On Thu, 26 Oct 2000, Todd Holbrook wrote:
On Thu, 26 Oct 2000, Daniel Lee wrote:
> I found Freiburger's comments more intriguing. He may have a
> good point about most items only being used once or twice.
I've heard that argument a lot, but have yet to see stats on it. I'm just
finishing up some modifications to the statistics part of our ILL system
and should be able to pull up some of that kind of data for the last year
of requests. I'm curious what I'll find.
He's right, of course, and I'd love to see those stats, Todd (sounds
like a mess of a system... now I remember you telling me about that
But his assessment doesn't account for a few other things, namely having
to do with purpose and changed market conditions. First, napster isn't
perfect either. You can find some obscure stuff sometimes, but more often
than not you're limited to fairly popular stuff. If something like
docster takes off, it will be most precisely useful for eliminating the
redundant scanning and copying and faxing we're all doing for the most
heavily used articles. Perhaps only 1% of requests are repeated more than
100 times, but every repeats means another scan. That's probably a huge
proportion of the actual content flowing through the system, and if it's
only 10% of the total it's still an incredible time savings for our
Second is that he isn't considering the added value individuals provide
when they allow external services to track their interests. I know
there's an ugly big brother thing here, but who among you hasn't
benefitted from the amazon.com recommendation system? It's great!

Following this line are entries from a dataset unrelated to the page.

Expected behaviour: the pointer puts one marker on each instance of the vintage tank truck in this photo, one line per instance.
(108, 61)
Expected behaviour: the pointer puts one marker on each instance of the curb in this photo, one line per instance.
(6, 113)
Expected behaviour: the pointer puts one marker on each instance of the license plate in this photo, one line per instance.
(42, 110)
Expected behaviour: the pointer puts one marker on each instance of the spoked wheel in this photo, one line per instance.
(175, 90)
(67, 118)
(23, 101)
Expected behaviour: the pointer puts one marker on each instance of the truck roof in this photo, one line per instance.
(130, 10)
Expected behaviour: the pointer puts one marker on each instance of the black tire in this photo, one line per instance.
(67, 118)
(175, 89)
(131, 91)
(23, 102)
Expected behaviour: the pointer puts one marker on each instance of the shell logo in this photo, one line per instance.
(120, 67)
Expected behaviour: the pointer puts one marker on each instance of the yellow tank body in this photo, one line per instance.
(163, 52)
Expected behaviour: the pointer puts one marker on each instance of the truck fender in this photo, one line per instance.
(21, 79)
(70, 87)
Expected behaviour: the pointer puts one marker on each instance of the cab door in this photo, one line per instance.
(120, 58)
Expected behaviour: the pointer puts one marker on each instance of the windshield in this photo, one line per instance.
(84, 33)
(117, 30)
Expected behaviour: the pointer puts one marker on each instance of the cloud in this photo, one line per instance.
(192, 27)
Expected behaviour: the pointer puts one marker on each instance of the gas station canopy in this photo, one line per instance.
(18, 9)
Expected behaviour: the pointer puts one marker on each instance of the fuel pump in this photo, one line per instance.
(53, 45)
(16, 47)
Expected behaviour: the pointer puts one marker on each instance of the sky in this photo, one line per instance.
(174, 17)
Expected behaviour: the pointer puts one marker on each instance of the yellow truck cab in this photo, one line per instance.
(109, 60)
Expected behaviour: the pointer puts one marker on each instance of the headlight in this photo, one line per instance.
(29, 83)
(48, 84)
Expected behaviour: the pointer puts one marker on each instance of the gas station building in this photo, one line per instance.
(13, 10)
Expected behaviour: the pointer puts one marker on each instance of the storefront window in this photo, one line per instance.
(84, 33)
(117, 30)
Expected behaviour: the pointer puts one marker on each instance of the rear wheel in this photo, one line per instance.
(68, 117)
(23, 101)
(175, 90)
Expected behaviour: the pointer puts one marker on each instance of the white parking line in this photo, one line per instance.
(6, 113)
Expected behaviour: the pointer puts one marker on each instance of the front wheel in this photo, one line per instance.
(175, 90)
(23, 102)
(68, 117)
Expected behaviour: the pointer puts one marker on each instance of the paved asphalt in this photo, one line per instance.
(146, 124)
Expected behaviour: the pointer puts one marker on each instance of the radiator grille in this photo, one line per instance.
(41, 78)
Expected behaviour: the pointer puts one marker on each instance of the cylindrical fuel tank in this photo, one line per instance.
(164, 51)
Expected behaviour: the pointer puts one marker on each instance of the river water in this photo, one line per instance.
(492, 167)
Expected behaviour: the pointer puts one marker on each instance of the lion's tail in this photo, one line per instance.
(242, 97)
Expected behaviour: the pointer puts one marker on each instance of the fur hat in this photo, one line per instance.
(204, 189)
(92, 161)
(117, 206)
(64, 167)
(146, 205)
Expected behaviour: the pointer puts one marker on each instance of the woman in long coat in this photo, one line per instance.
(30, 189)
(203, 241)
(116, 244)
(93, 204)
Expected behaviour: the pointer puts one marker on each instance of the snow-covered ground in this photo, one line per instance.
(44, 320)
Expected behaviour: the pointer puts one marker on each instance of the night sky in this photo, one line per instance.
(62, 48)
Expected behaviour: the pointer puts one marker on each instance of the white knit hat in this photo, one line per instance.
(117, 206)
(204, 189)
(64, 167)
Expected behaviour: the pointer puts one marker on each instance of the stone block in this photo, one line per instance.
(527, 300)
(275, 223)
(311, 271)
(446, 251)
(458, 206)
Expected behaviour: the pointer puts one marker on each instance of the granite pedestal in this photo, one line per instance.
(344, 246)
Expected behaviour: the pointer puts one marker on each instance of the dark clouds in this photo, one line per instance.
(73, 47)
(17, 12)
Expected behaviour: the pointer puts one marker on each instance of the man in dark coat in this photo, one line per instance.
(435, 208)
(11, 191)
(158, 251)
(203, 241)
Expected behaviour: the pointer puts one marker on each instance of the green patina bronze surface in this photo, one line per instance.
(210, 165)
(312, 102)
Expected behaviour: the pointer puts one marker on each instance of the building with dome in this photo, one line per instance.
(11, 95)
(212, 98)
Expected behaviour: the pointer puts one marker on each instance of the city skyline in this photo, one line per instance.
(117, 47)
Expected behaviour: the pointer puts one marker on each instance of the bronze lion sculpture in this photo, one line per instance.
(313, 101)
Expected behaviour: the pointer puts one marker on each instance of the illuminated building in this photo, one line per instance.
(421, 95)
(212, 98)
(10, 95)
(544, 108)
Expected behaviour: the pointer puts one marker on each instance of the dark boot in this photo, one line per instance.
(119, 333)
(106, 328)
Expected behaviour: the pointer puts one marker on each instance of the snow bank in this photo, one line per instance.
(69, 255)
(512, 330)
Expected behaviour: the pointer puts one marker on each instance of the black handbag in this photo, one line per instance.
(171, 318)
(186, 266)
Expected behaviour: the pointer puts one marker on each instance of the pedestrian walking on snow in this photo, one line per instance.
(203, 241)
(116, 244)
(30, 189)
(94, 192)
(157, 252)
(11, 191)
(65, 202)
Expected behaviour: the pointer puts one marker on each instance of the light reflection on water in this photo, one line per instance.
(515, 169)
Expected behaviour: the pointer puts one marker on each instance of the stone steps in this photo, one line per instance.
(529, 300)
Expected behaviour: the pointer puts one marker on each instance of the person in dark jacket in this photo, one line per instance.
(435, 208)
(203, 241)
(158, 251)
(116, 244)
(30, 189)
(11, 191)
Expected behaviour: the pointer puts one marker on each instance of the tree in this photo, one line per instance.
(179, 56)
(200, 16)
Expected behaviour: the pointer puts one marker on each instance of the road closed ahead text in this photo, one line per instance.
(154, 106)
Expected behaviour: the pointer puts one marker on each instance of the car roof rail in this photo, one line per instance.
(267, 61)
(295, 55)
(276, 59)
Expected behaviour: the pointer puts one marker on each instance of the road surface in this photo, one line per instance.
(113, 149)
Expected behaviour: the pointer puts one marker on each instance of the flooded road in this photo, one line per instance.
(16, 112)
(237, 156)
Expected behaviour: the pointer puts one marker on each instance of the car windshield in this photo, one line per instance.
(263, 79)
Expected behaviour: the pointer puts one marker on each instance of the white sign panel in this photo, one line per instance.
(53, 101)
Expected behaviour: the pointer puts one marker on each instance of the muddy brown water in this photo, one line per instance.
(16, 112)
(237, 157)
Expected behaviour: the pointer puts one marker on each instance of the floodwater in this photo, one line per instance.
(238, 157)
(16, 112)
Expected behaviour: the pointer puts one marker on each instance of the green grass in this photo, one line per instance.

Imperfect, but still remarkably salient.
Now imagine you're doing obscure research in a biochemistry lab. For your
articles you're keeping a library of bibliographic and fulltext contents
using something like docster with citation management bits thrown in.
Maybe 5% of the articles you'll reference in your original piece will be
widely known, seminal pieces. Maybe 30-50% will be lesser known but still
from prominent publications. The other half is likely to be fairly
obscure for a given topic.
But the fact that you've co-located those obscure articles with the
prominent ones is immensely interesting to everybody else in the world,
just like the amazon "those who bought this also bought..." feature. If
we could harvest that metadata -- even just the metadata -- the group of
articles that used to remain mildly obscure (say, requested only 2-10
times a year) are suddenly going to appear more and more as suggested
readings in metadata environments that track such things. What researcher
doesn't mind a truly good suggestion of something they haven't read?
Good research is always, at some point, exhaustive to some degree. Good
researchers know that they have to take advantage of every useful tool to
make sure their research is thorough.
It certainly would provide an incentive to leave your computer on. And if
you knew that people querying your content were forced to be honest about
making payments, perhaps fewer people would be 'free riders' as described
in the gnutella context.
This would be a huge boon for researchers, and it would skew the numbers
away from what the NLM findings suggest.